3.2.7. Common tasks¶

This page is kind of long. (It’s got a lot of useful info!) Use the page’s table of contents to the right to jump to what you’re looking for.

3.2.7.1. Reshaping data¶

In the shape of data page, I explained the concept of wide vs. tall data with this example:

import pandas as pd

df = (pd.Series({   ('Ford',2000):10,
                   ('Ford',2001):12,
                   ('Ford',2002):14,
                   ('Ford',2003):16,
                   ('GM',2000):11,
                   ('GM',2001):13,
                   ('GM',2002):13,
                   ('GM',2003):15})
      .to_frame()
      .rename(columns={0:'Sales'})
      .rename_axis(['Firm','Year'])
      .reset_index()
     )
print("Tall:")
display(df)

Tall:

	Firm	Year	Sales
0	Ford	2000	10
1	Ford	2001	12
2	Ford	2002	14
3	Ford	2003	16
4	GM	2000	11
5	GM	2001	13
6	GM	2002	13
7	GM	2003	15

Note

To reshape dataframes, you have to work with index and column names.

So before we use stack and unstack here, put the firm and year into the index.

tall = df.set_index(['Firm','Year'])

3.2.7.1.1. To convert a tall dataframe to wide: `df.unstack()`.¶

If your index has multiple levels, the level parameter is used to pick which to unstack. “0” is the innermost level of the index.

print("\n\nUnstack (make it shorter+wider) on level 0/Firm:\n") 
display(tall.unstack(level=0))
print("\n\nUnstack (make it shorter+wider) on level 1/Year:\n") 
display(tall.unstack(level=1))

Unstack (make it shorter+wider) on level 0/Firm:

	Sales
Firm	Ford	GM
Year
2000	10	11
2001	12	13
2002	14	13
2003	16	15

Unstack (make it shorter+wider) on level 1/Year:

	Sales
Year	2000	2001	2002	2003
Firm
Ford	10	12	14	16
GM	11	13	13	15

3.2.7.1.2. To convert a wide dataframe to tall/long: `df.stack()`.¶

Tip

Pay attention after reshaping to the order of your index variables and how they are sorted.

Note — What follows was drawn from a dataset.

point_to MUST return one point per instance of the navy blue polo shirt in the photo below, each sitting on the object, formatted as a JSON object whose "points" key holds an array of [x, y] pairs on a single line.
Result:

# save the wide df above to this name for subseq examples
wide_year = tall.unstack(level=0) 

print("\n\nStack it back (make it tall): wide_year.stack()\n") 
display(wide_year.stack())
print("\n\nYear-then-firm doesn't make much sense.\nReorder to firm-year: wide_year.stack().swaplevel()") 
display(wide_year.stack().swaplevel())
print("\n\nYear-then-firm sorting make much sense.\nSort to firm-year: wide_year.stack().swaplevel().sort_index()") 
display(wide_year.stack().swaplevel().sort_index())

Stack it back (make it tall): wide_year.stack()

		Sales
Year	Firm
2000	Ford	10
2000	GM	11
2001	Ford	12
2001	GM	13
2002	Ford	14
2002	GM	13
2003	Ford	16
2003	GM	15

Year-then-firm doesn't make much sense.
Reorder to firm-year: wide_year.stack().swaplevel()

		Sales
Firm	Year
Ford	2000	10
GM	2000	11
Ford	2001	12
GM	2001	13
Ford	2002	14
GM	2002	13
Ford	2003	16
GM	2003	15

Year-then-firm sorting make much sense.
Sort to firm-year: wide_year.stack().swaplevel().sort_index()

		Sales
Firm	Year
Ford	2000	10
	2001	12
	2002	14
	2003	16
GM	2000	11
	2001	13
	2002	13
	2003	15

Beautiful!

3.2.7.2. Lambda (in `assign` or after `groupby`)¶

You will see this inside pandas chains a lot: lambda x: someFunc(x), e.g.:

.assign(lev = lambda x: (x['dltt']+x['dlc'])/x['at'] )
.groupby('industry').assign(avglev = lambda x: x['lev'].mean() )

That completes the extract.